Table 1 System parameters of microgrid
Table 2 Results of microgrid
Table 3 Individual generation of microgrid

So from the above results by applying GAMS to a six generators microgrid scheduling including thermal generator, biomass generator, geothermal generator, wind generator, solar cell and battery system; the total cost is found to be 119.855 $ at 2.834 MW load and 416.147 $ at 4.834 MW load, respectively. Here CPLEX solver is used to solve the scheduling problem. It is observed that for thermal generator and biomass generator at the first case of load demand the microgrid system is not operated, but when the load demand increases then the system starts operating. So it has been found that the microgrid has minimum cost and emission also due to the presence of more number of renewable energy sources. Here, the cost function of the thermal generator is taken as non-linear type at 1.0 MW rated capacity where the cost function of other generation sources that is biogas, geothermal, wind, solar cells, battery system for rated capacity of 0.8 MW, 0.9 MW, 0.8 MW, 0.8 MW, 0.9 MW, respectively. In this microgrid individually, the generations are 0 MW, 0 MW, 0.334 MW, 0.800 MW, 0.800 MW, and 0.900 MW at minimum load 2.834 MW of thermal generator, biomass generator, geothermal generator, wind generator, solar cells, and battery system, respectively. Similarly for those above sources at maximum load 4.834 MW the individual generations are 0.634 MW, 0.800 MW, 0.900 MW, 0.800 MW, 0.800 MW, and 0.900 MW, respectively.
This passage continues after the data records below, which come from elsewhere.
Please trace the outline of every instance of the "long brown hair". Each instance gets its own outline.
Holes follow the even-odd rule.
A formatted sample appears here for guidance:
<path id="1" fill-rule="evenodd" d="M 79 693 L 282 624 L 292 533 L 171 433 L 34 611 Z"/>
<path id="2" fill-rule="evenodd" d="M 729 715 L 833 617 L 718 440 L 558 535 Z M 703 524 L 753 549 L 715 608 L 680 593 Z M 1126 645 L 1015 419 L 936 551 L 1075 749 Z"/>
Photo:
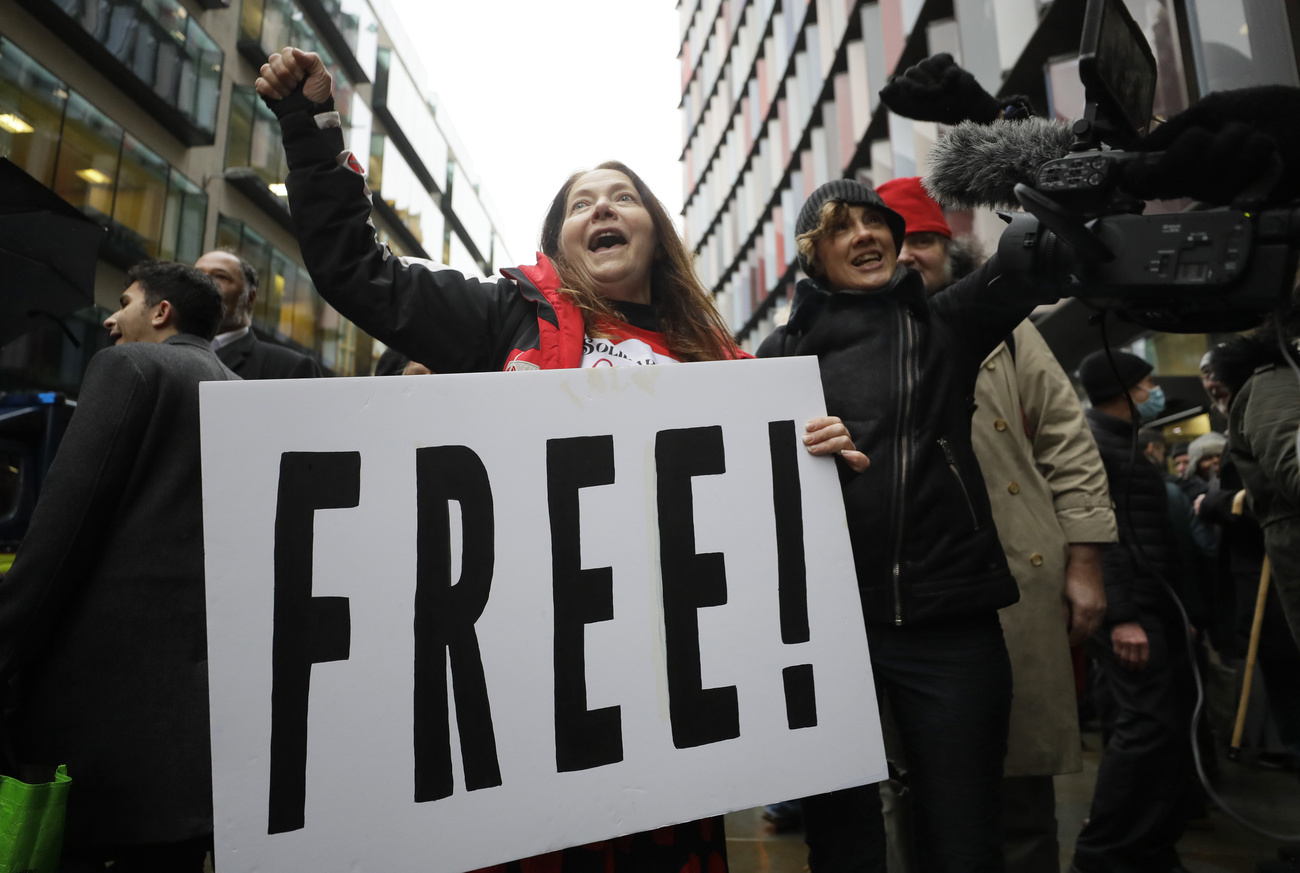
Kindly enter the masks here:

4 Conclusion and Future Scope

In this work, a microgrid system having different generating sources like thermal generator, biomass generator, geothermal generator, wind generator, solar cells, and battery system is optimized for economic scheduling of meeting load demand by implementing the GAMS software. Results of this microgrid system are shown in the above tables. From this above work, it is clear that total cost and emission can be reduced using renewable energy sources in a microgrid system on existing grid. It is also clear that to reduce emission and the increasing environment degradation, the use of clean energy is the only way. Renewable energy source is the clean source which can reduce the overall stress on existing grid. In this six generators microgrid system more reduction in cost and emission can be achieved by using mini hydropower plants in place of thermal turbine generation unit, but it requires more efficient storage capacity battery, also more optimized cost reduction and improvement in energy efficiency can be achieved by including additional electric vehicle in the above microgrid system.